- Born: Ayten Amin 1978 (age 47–48) Alexandria, Egypt
- Education: American University in Cairo
- Occupations: Filmmaker, Director, Screenwriter
- Years active: 2005-present
- Notable work: Souad, Villa 69, Tahrir 2011: The Good, the Bad, and the Politician

= Ayten Amin =

Egyptian film director

Ayten Amin (Arabic: آيتن أمين) is an Egyptian film director, writer, and producer. She began her career making documentary films during the Egyptian Revolution of 2011 and is best known for Souad, Villa 69, and Tahrir 2011: The Good, the Bad, and the Politician

==Early life==
Amin was born in Alexandria, Egypt. Her debut was in 2005, when she made short films about belly dancing, and the Egyptian actress Madiha Kamel. Amin studied film criticism at the American University in Cairo, where she directed and produced the film Her Man (راجلها), which was screened in 10 international film festivals. Amin began working as an assistant director in 2008. Her breakout was in 2011 with Spring 89, which was shown at Cannes Film Festival.

==Career==
Amin was in the streets of Cairo during the protests of January 25 as well as the Egyptian Revolution, and her interest in the protests prompted her filming them, and co-directing Tahrir 2011: The Good, the Bad, and the Politician in 2011: with her contribution to the film being "the Bad." This film catapulted her career, allowing her to create Villa 69, and gain notable roles in writing, and producing. Amin then went on to direct the critically acclaimed television series Sabe' Gar, in collaboration with filmmakers Heba Yousry and Nadine Khan. Amin's social drama Souad, which premiered at the 2021 Tribeca Film Festival, was included in The Guardian's 50 Best Films of 2021 in the UK and represented Egypt in the 94th Academy Awards.
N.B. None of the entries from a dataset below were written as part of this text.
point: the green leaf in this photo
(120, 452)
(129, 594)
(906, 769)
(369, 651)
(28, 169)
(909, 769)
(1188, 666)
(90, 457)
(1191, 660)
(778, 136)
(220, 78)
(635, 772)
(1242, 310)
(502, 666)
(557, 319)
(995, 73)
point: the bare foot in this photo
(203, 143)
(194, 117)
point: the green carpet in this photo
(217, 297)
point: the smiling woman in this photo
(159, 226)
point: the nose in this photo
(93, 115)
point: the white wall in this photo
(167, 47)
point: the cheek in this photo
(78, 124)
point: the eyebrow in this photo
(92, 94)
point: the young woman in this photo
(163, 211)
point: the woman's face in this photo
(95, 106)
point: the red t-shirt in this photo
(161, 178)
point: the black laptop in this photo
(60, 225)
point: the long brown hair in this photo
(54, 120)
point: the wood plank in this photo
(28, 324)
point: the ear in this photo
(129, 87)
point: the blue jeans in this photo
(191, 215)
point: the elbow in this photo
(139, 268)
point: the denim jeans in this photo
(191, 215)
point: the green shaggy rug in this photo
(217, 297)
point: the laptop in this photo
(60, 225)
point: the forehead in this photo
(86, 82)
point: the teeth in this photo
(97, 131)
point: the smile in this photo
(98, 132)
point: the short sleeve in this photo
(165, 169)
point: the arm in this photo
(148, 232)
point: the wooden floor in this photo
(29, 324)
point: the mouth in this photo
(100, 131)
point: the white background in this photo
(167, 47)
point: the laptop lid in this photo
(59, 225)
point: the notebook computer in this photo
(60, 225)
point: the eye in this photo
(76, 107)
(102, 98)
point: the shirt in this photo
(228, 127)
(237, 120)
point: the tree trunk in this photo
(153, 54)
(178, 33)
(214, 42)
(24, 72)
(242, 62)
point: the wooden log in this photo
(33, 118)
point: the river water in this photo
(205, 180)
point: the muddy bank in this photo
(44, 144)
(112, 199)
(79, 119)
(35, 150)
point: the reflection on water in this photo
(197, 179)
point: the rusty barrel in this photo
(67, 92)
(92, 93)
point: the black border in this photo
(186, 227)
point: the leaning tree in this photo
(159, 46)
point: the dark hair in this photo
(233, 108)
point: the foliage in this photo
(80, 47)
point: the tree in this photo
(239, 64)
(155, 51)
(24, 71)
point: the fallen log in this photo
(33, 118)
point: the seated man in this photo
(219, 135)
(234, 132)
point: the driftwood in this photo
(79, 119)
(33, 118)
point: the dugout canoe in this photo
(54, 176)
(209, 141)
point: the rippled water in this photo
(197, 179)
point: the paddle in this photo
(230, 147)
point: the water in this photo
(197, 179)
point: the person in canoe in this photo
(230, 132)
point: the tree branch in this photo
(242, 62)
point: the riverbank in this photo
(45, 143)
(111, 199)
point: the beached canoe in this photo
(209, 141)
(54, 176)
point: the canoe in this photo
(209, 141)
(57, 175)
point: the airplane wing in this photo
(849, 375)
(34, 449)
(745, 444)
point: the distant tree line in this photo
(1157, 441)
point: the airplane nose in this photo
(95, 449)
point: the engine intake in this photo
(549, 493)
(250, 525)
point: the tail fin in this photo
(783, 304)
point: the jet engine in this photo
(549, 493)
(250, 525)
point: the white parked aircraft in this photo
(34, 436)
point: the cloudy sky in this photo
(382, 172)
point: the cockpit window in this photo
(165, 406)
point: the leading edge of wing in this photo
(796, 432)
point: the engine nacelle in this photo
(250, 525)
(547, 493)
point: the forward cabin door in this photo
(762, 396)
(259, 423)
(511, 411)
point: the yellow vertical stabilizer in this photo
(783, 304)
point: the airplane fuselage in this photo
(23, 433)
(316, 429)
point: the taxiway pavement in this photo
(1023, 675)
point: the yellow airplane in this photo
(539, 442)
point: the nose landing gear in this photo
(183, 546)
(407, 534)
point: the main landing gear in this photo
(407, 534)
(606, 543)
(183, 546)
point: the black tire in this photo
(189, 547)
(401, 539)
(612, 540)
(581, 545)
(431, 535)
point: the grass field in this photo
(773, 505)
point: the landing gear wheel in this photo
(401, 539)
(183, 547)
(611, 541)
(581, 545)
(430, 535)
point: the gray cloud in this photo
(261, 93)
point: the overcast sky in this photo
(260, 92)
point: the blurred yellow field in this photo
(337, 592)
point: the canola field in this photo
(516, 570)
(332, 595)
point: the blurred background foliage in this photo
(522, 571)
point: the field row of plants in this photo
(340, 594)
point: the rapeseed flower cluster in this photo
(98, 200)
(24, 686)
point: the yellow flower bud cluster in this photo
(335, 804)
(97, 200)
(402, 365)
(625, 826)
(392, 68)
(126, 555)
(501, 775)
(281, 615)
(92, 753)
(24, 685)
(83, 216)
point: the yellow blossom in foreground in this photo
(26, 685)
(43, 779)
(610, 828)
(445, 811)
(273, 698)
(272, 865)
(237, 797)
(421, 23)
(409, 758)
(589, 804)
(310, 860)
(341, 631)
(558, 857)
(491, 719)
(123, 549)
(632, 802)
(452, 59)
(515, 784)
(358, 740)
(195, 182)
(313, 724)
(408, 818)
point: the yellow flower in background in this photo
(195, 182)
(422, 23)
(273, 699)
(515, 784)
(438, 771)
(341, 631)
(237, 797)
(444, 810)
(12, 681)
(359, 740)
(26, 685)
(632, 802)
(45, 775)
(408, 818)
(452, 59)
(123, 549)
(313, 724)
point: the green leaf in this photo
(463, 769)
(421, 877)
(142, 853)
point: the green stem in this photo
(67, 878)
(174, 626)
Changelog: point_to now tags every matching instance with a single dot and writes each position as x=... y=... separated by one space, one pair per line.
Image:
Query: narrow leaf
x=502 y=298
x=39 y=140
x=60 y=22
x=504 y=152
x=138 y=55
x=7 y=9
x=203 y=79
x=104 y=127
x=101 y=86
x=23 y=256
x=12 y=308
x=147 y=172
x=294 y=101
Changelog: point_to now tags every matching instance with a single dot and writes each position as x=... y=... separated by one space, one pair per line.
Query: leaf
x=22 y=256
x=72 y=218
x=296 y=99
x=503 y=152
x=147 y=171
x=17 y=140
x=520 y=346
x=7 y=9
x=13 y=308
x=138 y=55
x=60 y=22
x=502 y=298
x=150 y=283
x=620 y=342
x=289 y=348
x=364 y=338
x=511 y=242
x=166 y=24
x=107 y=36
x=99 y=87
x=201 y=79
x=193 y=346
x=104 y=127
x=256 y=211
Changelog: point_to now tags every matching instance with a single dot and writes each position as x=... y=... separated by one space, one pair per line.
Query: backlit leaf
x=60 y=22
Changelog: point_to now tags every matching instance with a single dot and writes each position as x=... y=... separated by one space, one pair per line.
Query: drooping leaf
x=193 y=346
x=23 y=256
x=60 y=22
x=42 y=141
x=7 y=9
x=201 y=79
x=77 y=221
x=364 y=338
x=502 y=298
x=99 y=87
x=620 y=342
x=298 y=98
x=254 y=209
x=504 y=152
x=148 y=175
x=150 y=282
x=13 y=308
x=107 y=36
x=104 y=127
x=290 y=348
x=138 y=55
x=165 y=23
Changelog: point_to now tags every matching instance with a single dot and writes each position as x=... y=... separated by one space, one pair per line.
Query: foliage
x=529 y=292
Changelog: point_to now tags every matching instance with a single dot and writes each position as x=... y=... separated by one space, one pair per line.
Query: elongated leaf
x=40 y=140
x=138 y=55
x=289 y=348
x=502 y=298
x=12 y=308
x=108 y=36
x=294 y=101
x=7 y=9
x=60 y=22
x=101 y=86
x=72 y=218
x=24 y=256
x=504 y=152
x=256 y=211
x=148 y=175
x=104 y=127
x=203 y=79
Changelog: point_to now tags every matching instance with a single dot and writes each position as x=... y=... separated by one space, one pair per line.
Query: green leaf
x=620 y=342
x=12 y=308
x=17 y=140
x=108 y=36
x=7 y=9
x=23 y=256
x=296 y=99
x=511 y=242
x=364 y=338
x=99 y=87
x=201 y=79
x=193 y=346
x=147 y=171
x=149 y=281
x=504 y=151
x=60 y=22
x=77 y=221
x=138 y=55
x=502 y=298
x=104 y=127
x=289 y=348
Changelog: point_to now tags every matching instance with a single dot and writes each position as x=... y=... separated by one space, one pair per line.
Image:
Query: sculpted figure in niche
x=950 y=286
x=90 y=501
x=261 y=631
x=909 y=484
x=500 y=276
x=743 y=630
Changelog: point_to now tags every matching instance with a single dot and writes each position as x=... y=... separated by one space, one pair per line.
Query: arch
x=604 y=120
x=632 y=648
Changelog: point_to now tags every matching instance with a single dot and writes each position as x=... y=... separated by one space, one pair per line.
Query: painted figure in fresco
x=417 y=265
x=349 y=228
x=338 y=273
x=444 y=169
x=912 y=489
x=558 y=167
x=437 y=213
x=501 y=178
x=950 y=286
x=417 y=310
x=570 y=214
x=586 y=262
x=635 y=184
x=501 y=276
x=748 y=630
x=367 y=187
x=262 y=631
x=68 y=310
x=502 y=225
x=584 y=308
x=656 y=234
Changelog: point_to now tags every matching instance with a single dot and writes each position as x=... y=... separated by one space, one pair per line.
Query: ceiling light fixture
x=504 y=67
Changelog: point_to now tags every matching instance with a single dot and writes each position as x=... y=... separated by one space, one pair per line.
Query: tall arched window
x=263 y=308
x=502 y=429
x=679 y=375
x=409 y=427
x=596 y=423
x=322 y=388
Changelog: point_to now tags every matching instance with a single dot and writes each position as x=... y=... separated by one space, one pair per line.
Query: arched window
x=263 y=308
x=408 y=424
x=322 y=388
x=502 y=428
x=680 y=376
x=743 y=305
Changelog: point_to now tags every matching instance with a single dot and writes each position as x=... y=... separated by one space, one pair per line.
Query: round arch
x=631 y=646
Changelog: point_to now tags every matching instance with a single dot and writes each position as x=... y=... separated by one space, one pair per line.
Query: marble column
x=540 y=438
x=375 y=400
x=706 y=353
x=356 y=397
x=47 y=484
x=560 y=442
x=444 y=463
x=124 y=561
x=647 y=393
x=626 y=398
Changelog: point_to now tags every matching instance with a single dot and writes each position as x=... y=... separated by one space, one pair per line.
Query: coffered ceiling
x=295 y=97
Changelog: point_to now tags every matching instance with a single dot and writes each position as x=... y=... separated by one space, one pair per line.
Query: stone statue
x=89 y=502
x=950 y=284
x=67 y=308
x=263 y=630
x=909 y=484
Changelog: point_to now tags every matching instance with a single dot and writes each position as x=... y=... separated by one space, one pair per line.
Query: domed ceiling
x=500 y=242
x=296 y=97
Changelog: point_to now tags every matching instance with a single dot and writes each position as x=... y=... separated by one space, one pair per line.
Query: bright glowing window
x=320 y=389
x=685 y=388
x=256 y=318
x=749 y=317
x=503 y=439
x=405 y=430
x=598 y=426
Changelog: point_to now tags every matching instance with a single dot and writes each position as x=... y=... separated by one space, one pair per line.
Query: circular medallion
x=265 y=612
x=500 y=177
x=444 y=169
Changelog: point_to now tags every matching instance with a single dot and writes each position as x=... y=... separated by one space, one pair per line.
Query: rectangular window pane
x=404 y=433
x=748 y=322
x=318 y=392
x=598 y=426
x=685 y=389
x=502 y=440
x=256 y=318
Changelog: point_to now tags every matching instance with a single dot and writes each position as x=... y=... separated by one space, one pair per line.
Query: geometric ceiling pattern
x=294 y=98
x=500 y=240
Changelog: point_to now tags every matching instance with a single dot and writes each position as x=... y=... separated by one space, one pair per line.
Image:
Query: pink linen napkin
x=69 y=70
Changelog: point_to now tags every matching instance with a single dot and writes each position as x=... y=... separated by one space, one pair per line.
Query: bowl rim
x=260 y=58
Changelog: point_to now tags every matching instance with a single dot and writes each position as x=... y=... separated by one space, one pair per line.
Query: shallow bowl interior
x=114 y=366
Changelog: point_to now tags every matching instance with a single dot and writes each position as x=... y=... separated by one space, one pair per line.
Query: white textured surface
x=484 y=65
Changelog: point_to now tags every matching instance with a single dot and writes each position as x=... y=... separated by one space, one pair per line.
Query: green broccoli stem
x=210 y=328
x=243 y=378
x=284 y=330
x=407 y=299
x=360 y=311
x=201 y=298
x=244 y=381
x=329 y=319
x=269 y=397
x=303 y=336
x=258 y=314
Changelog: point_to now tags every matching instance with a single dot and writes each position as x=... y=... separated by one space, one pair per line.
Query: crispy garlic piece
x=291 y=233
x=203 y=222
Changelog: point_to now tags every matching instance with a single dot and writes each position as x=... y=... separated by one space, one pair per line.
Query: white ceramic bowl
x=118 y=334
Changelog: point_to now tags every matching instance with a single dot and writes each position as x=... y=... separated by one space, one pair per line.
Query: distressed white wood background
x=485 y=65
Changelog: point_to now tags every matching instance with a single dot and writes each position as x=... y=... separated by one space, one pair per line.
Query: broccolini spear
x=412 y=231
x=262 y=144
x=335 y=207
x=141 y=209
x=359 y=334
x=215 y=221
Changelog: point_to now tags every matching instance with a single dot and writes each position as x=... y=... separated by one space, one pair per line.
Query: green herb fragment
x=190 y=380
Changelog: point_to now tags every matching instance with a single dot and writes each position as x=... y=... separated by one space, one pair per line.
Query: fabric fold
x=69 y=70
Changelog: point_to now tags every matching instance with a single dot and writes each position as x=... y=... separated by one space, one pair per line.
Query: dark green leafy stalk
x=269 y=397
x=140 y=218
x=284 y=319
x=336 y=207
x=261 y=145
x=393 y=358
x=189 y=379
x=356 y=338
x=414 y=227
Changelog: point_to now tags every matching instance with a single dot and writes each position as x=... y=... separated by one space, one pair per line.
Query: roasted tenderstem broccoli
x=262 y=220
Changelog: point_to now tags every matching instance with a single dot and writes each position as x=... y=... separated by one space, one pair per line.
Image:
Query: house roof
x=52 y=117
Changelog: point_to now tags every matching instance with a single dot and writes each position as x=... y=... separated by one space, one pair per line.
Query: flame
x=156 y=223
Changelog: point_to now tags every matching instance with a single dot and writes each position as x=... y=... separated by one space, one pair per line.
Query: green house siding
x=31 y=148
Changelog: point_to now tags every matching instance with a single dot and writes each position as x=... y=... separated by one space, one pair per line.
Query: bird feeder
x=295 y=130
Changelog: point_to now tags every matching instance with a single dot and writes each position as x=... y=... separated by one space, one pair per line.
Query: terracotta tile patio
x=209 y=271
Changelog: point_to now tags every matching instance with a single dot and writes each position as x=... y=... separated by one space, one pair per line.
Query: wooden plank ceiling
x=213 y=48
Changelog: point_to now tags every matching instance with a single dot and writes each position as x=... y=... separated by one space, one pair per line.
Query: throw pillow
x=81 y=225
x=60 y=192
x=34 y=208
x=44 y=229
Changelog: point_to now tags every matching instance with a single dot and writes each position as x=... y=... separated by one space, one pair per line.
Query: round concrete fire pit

Amin, along with Hassan Esasam and Ahmed Ismail, wrote Al Shanab; a comedy film. Amin went on to direct the project, and the film was released in 2023.

==Reception==
As a filmmaker, her contribution to Tahrir 2011: The Good, the Bad, and the Politician was viewed as unique, but nothing extraordinary, in that the proponents of the Mubarak regime she interviewed fell within their expected role, and were predictable. The series Sabe' Gar brought a great deal of praise from critics, due to its refreshingly candid depiction of Egyptian society. Amin also received a widely positive response for her film Souad, which she both wrote and directed.

==Personal life==
Amin is a Muslim. Her relationship status is unknown.